Along the North Sea coast of continental Europe and the UK, the harbour seal is an abundant predator and regarded as a key species in this ecosystem3,14. Previous studies have assessed the movement and habitat utilisation of harbour seals within the North Sea and adjacent coastal waters13,15,53,54. While there have been sightings of harbour seals in rivers and estuaries19,20, no studies have focused on how these seals utilise such brackish and fresh water environments adjacent to the North Sea. Despite the limitations resulting from the low sample size (e.g. data not covering all seasons), the results of this study provide a first insight into the movements of nine harbour seals equipped with biotelemetry devices within the Elbe estuary.

Trip extent

In comparison to their fully marine living conspecifics, harbour seals from the Elbe estuary showed different movement patterns.
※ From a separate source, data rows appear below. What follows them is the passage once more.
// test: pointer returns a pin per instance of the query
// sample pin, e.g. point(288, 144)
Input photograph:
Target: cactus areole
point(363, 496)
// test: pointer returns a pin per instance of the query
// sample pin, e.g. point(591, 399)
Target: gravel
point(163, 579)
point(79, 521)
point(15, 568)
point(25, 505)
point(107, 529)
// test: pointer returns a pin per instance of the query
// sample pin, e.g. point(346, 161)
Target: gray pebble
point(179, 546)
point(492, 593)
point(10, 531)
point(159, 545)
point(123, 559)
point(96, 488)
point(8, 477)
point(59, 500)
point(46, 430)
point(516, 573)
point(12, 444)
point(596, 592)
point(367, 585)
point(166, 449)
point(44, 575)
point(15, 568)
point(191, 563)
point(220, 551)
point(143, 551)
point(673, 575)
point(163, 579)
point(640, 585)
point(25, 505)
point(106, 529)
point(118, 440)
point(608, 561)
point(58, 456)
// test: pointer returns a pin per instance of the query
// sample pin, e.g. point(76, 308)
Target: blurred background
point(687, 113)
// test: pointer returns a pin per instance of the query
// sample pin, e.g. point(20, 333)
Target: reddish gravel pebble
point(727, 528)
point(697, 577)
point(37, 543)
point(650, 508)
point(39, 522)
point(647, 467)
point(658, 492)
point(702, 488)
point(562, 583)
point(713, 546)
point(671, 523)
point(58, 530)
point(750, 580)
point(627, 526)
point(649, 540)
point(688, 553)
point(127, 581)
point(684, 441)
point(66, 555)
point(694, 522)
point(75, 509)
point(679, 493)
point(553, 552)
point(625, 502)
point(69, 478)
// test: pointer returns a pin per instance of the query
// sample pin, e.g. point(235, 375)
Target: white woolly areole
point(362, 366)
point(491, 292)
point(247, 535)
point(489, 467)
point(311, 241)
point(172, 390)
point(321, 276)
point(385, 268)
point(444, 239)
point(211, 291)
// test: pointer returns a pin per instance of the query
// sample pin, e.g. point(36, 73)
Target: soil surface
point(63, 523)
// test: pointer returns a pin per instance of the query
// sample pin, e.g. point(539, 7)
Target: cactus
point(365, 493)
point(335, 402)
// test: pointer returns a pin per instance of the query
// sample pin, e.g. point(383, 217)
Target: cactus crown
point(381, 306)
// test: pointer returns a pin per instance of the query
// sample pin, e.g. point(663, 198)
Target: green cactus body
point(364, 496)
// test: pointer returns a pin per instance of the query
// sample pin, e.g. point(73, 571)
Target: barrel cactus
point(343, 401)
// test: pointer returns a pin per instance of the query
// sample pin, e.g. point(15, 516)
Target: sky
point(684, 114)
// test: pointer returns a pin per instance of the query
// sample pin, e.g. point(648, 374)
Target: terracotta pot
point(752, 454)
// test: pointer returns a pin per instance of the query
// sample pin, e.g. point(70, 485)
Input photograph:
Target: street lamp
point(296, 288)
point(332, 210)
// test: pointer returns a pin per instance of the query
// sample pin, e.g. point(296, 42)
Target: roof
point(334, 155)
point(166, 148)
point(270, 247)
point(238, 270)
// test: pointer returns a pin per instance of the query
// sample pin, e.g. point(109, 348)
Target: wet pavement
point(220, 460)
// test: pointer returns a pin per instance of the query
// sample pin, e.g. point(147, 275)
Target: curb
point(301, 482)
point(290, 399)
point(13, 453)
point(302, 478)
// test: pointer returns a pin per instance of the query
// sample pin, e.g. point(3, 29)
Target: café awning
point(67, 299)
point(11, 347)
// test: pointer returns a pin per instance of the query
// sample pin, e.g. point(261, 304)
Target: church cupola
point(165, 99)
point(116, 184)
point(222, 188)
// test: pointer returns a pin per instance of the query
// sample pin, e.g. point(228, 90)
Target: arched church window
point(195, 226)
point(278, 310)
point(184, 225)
Whereas previous studies have shown that harbour seals in the Wadden Sea and adjacent waters often undertake trips targeting offshore waters with distances to the colony exceeding 100 km13,15,17,55, the seals tagged in the Elbe estuary usually stayed close (average trip extent outside the pupping season: 3.5 km, max: 176.4 km, Table 2) to their previous haul out location. Yet, there were interindividual differences, with especially the male individuals conducting trips further away, either to offshore foraging areas or northern haul out sites in the Wadden Sea (Table 2, Fig. 3). This pattern is consistent with harbour seals from the inner Moray Firth, Scotland, where female seals have been shown to extend their foraging trips to an average of 14.9 km and males to an average of 25.5 km40. Nevertheless, the difference between sexes in this study (Table 2) is not statistically significant. In contrast to the results from the present study, but comparable to the results from Scotland, adult harbour seals in the Kattegat, Denmark conducted foraging trips to a maximum distance of 20 km away from the tagging site56.

Trip length and duration

Similar to the trip extents, the median length of the trips was also well below the range described in other studies. For instance, comparisons of trip lengths from seals in the UK revealed slight differences between sexes, with 30.7 km57 and 30.1 km40 for females and 36.6 km40 and 61.1 km57 for males, respectively. However, these two studies showed a large variability between individuals and between tagging areas. This is also in accordance with the present study with trip lengths ranging from the set minimum of 1 km to a maximum of 832 km (Fig. 7). In our study, except for a few single longer trips, on average, male individuals covered significantly shorter distances during their trips than in comparison to the females during and outside the reproductive season while the trip duration of males was only shorter compared to that of females outside the pupping season and slightly higher during the pupping season. This result is in contrast to results from a large-scale study in Scotland where outside the pupping season males conducted trips with longer durations and distances covered in comparison to the females57. However, in comparison to the Scottish study, the data analysed in our study included relatively few animals.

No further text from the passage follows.